2/ L’Intelligence économique ne peut et ne doit s’exercer que dans une cadre de stricte légalité. Le recours aux méthodes illégales en IE relève d’une logique de  Droit commun, celle du droit pénal et du tribunal correctionnel. A chacun donc de prendre ses responsabilités…


[1] C. Marcon, N. Moinet, L’Intelligence économique, Dunod, 2006, p. 86.

[2] Henri Martre avoue même qu’il « trouvait plutôt habile, l’idée de ce double sens du mot intelligence. A la fois  au sens de renseignement et de compréhension pour préparer la prise de décision », Entretien avec l’auteur, Journée IHEDN sur les relais régionaux d’IE, Ecole militaire, 20 avril 2007.

[3] B. Besson, JC. Possin, Du renseignement à l’Intelligence économique, Dunod, 2ème ed., 2001, p. 64.

[4] B. Besson, JC. Possin, Pour une définition de l’Intelligence économique, Regards sur l’intelligence économique, N°1, Janvier / Février 2004, p. 6.

[5] B. Martinet, Y. Marty, L’Intelligence économique au service des yeux et des oreilles de l’entreprise, ed. d’organisation, 2002, 2ème ed.

[6] J. Dupré, Renseignement et entreprises, Intelligence économique, Espionnage industriel et sécurité juridique, ed. Lavauzelle, 2002, p. 15.

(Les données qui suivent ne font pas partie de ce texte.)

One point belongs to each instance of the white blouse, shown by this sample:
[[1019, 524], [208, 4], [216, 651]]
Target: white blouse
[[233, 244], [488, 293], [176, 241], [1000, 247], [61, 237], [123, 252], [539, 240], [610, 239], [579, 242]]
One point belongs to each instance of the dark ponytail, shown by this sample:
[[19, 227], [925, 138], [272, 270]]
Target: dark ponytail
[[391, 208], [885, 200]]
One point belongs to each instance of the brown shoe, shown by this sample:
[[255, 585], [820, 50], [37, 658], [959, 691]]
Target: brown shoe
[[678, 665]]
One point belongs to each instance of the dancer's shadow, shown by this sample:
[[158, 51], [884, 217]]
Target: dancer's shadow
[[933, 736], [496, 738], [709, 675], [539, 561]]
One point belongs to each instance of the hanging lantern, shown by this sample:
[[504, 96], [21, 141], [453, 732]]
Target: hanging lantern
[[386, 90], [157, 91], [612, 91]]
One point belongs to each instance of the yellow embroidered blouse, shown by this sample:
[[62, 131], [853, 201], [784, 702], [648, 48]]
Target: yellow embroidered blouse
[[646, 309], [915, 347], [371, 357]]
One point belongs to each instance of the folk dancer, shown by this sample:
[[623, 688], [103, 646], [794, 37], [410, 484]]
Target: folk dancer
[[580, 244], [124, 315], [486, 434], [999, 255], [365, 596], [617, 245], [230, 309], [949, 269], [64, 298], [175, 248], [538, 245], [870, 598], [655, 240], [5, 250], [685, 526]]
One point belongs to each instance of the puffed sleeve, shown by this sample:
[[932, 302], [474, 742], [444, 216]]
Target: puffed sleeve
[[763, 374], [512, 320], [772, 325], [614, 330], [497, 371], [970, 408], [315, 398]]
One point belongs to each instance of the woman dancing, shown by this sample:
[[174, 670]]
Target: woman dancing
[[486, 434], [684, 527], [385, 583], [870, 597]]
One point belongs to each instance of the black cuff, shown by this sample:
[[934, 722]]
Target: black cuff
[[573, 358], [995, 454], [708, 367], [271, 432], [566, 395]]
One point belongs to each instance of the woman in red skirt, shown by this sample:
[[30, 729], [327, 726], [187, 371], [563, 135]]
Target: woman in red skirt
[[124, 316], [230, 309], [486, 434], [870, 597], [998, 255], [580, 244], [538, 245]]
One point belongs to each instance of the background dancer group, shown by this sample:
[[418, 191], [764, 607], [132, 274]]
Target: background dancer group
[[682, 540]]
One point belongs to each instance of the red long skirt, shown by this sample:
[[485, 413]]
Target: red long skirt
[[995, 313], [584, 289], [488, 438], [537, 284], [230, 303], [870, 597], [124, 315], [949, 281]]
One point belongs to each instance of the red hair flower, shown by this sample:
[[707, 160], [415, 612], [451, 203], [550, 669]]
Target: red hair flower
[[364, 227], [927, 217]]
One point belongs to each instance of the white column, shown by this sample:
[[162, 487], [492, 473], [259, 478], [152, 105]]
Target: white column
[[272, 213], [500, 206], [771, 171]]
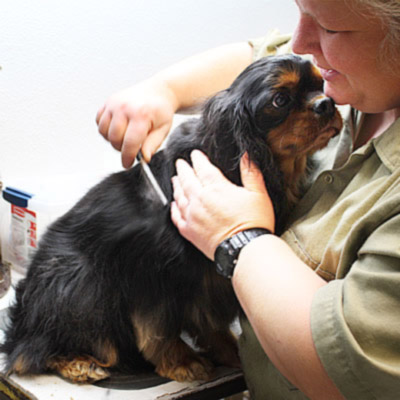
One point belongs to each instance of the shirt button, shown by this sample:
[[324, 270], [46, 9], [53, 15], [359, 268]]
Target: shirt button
[[328, 178]]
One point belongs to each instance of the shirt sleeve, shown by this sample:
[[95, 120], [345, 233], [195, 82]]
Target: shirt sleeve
[[355, 320]]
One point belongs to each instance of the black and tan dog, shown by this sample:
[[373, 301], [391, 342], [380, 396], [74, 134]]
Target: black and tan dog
[[113, 282]]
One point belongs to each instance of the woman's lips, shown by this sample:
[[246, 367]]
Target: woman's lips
[[328, 74]]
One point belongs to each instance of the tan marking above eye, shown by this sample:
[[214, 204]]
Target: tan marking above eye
[[288, 79]]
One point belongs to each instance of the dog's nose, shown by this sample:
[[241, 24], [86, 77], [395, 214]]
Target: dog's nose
[[324, 107]]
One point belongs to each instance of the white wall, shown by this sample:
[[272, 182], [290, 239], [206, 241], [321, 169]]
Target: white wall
[[61, 59]]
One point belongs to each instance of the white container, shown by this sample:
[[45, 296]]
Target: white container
[[28, 208]]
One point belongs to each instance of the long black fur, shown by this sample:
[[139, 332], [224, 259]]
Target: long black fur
[[116, 252]]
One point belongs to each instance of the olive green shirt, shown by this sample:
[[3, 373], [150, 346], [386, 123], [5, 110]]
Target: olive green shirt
[[346, 228]]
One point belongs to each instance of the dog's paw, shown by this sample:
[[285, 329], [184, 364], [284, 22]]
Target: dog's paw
[[193, 369], [80, 369]]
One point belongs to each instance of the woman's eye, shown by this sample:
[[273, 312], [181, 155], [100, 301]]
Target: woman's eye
[[281, 100]]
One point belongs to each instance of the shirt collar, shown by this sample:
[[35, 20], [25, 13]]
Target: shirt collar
[[387, 146]]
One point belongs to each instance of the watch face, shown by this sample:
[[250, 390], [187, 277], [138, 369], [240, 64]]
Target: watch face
[[227, 252], [225, 257]]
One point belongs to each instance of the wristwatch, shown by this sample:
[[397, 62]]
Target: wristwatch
[[227, 252]]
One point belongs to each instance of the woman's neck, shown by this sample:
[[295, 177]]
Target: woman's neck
[[374, 125]]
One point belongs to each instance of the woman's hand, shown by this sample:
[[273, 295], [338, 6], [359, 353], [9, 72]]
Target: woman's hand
[[140, 116], [208, 208]]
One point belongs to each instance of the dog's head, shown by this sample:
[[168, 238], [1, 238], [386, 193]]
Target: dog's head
[[276, 106]]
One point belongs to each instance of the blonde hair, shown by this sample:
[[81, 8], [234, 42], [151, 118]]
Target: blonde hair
[[388, 11]]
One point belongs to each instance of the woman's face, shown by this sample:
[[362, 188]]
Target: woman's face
[[345, 46]]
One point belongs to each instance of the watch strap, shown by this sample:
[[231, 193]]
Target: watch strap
[[227, 253]]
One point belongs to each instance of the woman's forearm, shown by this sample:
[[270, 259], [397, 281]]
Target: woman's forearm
[[275, 289], [198, 77]]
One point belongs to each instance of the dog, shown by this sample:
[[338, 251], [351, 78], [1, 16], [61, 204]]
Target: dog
[[113, 285]]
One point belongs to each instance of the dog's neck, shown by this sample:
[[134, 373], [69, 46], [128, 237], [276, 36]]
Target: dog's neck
[[293, 170]]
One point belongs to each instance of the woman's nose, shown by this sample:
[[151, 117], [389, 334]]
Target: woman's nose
[[305, 38]]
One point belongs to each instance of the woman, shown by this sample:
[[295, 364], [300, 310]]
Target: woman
[[323, 299]]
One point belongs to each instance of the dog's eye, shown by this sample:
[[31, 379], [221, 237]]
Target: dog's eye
[[281, 100]]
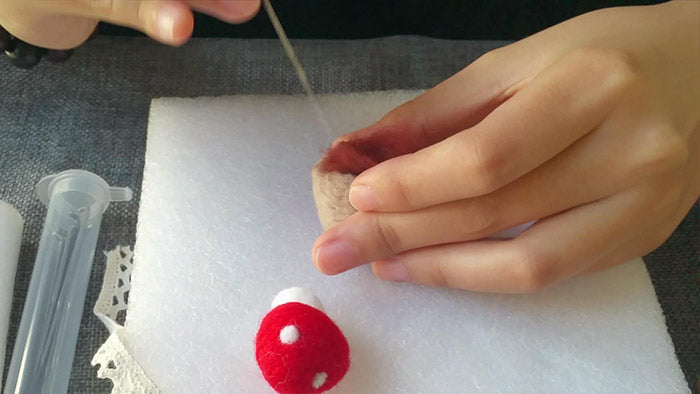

[7] Sur cette convergence des répertoires d’action, voir O. Forcade, S. Laurent, Secrets d’Etat, Pouvoirs et renseignement dans le monde contemporain, Armand Colin, 2005, plus particulièrement les développements sur une approche analytique du renseignement, p. 20 et suiv.

[8] P. Guichardaz, P. Lointier, P. Rosé, L’infoguerre, stratégies de contre intelligence économique pour les entreprises, Dunod, 1999, p. 9.